Bailey Olmstead ’20/ Emertainment Staff Writer
Gatekeeping is killing the comics industry. Those that take it upon themselves to decide who does not have access to this community are giving themselves and those in this field a bad name. In an industry so plagued by stereotypes of middle-aged fat guys in mothers’ basements, it seems that newcomers, and women in particular, are made to feel unwelcome. And this isn’t found in most other mediums. No one is telling women they can’t watch Game of Thrones, so why are women being made to feel they aren’t allowed to enjoy the medium?
This is a real image CBS used to advertise The Big Bang Theory, a bunch of women being shocked by the inside of a comic book store. The fairly overt implication that the only people who read comics are men and they’re probably never around women so the idea of them appearing in the store is mind blowing enough to be the plot to AN ENTIRE EPISODE.

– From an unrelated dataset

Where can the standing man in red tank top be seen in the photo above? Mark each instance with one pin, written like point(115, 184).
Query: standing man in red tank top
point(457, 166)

Not to harp on the Big Bang Theory, but another joke made at the expense of women in relation to comics is this one:
And to answer the question, it’s this universe. Because in 1974 Wonder Woman was portrayed by a blonde actress, Cathy Lee Crosby.
And then afterwards they make a joke about her breasts. Now, the argument can be made that this is a problem with the show, and not with comic book culture in general. And that would be right, if for the fact that the jokes have to originate from somewhere in comic book culture, because that’s where the show draws its inspiration. The sexism in comic book culture is so rampant it’s become a trope on a TV show.
Gatekeeping isn’t just a problem with women either. People who draw their enjoyment from the movie/TV versions of the characters, and then want to go into the comic world are also shamed for not shelling out $40 for the Civil War anthology before the movie came out.
Comic books culture is treated as such a laudy and exclusive medium that it’s causing the medium to die. And it’s the people who love the medium to a fever pitch that are the ones ruining it. If someone can get past the convoluted continuity and huge amounts of back story just to be turned away by some guy who thinks he’s better because he’s been reading comics longer, that’s shrinking the industry. In a time when printed media is already facing a crisis, there is no reason to make it harder and less desirable for people to enjoy the wonderful and vivid medium that comics are. It’s time to tear down the gates around this community, and let others in. Superman would think you’re a bad guy for not letting women and newbies read comics, and no one wants Superman to think they’re a bad guy.